Reading the rest of the store took a full three minutes, and I saved my readings on my tablet before thanking the cashier and leaving the store. I went up to Holt and said, “It’s all yours.” I didn’t wait for his reply and got into my truck. I drove away, across the street toward the Walmart where the robber had seemed to be heading when he raced away on foot.
I drove around the Walmart, past big rigs parked in the shadows, a few RVs and travel trailers. Spotting the security guard, who was riding around in an orange vehicle with a flashing orange light on top, I followed and flashed my blue lights to get his attention. Unlike Holt, former KPD sergeant Wellborn was genial and chatty. We sat, driver-side door to driver-side door, and gossiped over the window edges for a while about the robbery and the homeless and drug problem in Knoxville.

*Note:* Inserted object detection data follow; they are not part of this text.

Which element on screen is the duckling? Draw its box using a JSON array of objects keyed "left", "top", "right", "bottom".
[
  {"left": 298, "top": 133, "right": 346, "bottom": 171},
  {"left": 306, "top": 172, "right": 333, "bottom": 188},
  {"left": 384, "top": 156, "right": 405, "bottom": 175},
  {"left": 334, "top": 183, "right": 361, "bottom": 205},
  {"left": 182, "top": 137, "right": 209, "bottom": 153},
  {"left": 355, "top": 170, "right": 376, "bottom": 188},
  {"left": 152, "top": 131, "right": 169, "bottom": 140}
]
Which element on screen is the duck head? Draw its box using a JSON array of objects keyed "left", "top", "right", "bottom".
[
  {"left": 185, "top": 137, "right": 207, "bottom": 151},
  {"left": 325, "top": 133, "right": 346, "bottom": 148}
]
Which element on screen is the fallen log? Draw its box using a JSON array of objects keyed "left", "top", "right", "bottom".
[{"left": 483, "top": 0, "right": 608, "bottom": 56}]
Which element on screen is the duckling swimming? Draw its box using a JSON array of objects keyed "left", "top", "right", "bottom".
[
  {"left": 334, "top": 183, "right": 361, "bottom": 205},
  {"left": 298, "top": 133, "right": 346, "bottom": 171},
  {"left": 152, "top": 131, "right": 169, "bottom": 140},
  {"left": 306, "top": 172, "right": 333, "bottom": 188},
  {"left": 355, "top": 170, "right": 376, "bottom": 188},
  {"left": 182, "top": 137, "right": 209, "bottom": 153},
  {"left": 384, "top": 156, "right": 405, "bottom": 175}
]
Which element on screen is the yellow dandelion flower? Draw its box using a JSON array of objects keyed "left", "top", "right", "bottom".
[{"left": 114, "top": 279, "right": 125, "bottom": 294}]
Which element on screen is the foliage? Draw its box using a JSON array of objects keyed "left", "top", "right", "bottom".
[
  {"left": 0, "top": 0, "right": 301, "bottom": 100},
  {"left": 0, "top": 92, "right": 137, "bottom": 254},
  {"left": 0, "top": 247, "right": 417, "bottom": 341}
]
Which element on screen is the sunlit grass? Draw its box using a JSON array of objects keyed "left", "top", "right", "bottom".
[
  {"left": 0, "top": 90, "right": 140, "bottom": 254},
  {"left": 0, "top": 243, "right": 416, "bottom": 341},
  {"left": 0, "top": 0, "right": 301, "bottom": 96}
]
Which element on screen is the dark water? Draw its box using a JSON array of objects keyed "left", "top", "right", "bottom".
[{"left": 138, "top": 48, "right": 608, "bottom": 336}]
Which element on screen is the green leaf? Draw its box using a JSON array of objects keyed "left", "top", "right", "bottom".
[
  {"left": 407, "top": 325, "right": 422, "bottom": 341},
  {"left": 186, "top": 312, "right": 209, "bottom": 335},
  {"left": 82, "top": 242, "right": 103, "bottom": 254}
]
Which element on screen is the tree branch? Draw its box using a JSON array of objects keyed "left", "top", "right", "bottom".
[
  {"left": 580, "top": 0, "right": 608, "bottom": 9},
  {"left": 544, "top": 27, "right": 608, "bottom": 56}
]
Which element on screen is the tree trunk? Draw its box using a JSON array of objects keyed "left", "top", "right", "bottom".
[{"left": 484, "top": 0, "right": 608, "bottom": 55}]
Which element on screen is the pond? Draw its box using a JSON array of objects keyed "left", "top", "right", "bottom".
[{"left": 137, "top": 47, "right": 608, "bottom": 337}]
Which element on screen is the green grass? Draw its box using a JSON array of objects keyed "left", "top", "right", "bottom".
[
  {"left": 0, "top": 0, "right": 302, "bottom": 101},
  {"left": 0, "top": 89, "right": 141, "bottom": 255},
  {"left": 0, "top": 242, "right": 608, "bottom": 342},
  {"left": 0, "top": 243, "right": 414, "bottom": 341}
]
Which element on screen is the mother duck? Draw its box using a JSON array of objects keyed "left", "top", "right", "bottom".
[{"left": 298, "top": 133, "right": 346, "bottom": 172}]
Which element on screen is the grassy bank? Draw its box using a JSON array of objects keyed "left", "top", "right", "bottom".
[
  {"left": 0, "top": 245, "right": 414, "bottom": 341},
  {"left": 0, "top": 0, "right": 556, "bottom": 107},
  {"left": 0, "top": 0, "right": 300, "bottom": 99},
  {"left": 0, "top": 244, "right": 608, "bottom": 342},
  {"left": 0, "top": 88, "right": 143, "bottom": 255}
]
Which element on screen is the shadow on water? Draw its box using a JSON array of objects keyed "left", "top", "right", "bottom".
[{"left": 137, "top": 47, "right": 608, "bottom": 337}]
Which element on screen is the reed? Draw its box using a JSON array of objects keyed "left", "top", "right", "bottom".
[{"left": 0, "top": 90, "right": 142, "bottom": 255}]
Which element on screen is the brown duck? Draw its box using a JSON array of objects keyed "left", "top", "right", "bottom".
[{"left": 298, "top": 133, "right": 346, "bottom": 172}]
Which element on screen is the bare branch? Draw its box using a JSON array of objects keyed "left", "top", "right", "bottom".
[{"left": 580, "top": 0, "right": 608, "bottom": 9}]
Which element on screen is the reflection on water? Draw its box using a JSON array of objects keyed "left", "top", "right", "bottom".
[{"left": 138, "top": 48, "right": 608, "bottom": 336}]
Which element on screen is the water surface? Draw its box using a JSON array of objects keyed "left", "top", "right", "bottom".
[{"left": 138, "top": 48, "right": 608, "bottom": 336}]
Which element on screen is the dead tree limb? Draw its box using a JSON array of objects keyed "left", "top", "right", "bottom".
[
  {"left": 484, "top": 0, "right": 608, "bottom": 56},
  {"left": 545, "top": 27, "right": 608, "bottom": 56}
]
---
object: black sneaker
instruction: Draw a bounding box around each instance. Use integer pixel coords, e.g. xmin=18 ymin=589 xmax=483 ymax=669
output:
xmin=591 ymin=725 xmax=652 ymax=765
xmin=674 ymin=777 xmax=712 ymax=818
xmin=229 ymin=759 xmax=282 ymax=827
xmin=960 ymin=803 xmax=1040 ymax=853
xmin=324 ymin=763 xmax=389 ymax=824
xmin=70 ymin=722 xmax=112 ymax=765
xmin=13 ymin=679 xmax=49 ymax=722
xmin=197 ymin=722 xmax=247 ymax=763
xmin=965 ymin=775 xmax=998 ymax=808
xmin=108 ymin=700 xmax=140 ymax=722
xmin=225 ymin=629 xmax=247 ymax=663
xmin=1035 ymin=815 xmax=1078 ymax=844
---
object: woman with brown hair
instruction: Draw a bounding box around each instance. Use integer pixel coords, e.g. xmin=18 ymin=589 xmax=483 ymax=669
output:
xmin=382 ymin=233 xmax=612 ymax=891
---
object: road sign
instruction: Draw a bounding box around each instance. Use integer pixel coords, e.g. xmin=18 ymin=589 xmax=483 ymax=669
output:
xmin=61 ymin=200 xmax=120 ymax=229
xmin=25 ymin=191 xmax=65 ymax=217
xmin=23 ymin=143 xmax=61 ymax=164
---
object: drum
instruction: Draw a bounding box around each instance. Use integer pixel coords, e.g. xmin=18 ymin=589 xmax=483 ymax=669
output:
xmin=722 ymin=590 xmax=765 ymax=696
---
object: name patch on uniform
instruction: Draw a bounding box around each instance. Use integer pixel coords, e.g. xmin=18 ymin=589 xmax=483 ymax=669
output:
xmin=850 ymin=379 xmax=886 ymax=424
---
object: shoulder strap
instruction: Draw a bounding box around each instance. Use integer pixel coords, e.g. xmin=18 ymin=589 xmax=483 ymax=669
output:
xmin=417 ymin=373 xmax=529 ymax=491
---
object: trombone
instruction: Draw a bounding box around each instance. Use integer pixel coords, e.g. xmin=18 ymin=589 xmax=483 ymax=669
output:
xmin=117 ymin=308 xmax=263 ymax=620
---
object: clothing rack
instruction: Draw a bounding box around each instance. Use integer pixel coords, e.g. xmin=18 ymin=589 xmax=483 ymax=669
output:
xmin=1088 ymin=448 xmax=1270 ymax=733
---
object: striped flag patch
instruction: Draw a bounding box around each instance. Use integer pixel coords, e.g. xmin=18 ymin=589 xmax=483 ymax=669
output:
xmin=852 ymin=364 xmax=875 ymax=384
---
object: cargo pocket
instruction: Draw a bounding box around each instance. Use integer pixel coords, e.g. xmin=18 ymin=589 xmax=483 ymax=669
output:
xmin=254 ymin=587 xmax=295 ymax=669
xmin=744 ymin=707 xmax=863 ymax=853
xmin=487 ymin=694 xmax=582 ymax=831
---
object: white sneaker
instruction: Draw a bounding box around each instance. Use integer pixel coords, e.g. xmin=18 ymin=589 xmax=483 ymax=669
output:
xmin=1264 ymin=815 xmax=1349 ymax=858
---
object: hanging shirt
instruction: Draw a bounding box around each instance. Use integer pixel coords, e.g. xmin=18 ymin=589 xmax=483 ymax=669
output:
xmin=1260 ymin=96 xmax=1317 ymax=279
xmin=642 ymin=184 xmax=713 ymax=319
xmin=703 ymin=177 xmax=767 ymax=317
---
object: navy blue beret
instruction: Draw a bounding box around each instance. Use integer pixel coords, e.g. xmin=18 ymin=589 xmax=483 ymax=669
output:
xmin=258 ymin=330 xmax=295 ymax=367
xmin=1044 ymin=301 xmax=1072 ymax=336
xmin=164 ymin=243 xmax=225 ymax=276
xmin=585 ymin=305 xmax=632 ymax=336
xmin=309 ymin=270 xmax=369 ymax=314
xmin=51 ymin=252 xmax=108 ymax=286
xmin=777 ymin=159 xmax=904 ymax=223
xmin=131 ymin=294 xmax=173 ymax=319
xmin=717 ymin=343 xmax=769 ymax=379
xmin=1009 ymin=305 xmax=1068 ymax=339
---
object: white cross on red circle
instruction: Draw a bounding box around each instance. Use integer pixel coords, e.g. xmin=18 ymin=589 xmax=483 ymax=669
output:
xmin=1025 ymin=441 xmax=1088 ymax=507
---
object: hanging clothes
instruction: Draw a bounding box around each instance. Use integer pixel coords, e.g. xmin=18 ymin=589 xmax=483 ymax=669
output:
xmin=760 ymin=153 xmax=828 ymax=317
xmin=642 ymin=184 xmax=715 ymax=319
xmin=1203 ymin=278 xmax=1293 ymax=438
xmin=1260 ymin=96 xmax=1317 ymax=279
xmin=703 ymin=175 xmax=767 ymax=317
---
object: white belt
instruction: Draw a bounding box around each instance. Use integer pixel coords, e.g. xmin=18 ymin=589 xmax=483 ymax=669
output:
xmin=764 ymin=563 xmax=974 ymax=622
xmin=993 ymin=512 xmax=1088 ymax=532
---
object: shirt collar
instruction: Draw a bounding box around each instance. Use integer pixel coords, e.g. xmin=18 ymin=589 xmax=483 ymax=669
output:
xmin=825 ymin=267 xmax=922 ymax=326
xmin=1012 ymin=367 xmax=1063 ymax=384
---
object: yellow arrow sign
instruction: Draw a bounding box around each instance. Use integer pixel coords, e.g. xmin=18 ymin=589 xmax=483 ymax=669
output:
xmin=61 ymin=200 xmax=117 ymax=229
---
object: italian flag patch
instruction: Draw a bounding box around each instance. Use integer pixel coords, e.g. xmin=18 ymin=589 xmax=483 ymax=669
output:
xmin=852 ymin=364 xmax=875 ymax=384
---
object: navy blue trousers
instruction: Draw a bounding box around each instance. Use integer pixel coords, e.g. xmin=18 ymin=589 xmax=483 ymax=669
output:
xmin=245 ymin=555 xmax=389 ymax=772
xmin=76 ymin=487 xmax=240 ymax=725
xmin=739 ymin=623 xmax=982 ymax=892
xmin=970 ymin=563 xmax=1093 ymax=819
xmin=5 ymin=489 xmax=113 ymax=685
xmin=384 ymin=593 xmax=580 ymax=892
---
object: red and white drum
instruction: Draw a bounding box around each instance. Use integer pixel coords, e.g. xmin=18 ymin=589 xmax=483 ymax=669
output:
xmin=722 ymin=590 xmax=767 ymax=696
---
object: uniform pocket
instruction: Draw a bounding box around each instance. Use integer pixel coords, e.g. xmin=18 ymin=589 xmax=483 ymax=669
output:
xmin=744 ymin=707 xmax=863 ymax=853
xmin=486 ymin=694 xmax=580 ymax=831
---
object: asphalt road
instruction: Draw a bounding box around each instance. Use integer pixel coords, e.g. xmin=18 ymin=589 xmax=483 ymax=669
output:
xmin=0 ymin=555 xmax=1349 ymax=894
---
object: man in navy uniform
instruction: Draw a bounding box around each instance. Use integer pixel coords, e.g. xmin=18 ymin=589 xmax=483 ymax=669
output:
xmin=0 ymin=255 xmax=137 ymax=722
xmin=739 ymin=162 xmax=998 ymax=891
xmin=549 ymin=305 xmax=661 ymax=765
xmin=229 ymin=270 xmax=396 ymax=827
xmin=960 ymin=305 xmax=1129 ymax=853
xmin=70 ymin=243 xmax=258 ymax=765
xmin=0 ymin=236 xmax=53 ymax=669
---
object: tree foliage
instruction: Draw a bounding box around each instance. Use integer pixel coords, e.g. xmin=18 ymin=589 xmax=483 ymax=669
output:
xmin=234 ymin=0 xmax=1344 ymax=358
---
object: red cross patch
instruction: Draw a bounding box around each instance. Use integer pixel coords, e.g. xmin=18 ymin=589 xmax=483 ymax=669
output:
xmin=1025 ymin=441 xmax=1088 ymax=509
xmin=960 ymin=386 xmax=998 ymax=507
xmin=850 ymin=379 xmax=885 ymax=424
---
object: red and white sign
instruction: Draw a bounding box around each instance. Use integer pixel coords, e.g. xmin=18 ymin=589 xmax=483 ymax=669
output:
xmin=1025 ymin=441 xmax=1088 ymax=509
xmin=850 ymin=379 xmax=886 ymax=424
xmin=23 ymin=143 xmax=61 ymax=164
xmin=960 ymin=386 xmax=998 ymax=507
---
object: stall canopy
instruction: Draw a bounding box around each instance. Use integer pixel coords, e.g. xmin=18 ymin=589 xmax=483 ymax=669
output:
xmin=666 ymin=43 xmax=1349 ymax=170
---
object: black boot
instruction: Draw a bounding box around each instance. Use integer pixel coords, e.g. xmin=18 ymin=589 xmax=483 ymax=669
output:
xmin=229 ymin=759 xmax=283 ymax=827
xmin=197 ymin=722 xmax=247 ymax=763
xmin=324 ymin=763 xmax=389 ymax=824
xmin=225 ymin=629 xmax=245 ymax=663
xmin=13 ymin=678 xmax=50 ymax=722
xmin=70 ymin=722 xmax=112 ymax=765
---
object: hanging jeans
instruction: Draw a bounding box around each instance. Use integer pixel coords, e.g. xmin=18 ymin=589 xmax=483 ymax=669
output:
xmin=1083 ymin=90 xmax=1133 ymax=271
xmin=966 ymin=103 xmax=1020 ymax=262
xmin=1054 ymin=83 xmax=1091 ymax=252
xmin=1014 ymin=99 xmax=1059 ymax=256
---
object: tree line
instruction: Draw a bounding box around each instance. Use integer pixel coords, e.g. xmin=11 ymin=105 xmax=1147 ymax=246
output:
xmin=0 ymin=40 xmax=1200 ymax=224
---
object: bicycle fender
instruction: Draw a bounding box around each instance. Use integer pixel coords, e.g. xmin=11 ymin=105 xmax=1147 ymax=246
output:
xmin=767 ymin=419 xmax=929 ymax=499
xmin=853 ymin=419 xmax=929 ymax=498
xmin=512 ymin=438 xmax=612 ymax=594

He pointed to the back of the Walmart and said, “We try to keep them from bothering the shoppers and joggers. When there’s two of us working and when the numbers get too bad, we help the local boys flush them out of the greenery along the greenway back there.”
I assumed that local boys meant KPD and not armed yahoos looking for excitement.
“But they don’t need much more than a bush to sleep under in summer, and with Third Creek back there and nearby places to beg, they have everything they need to survive for six to nine months a year. Come winter, things’ll change up a bit, but for now, it’s homeless heaven.”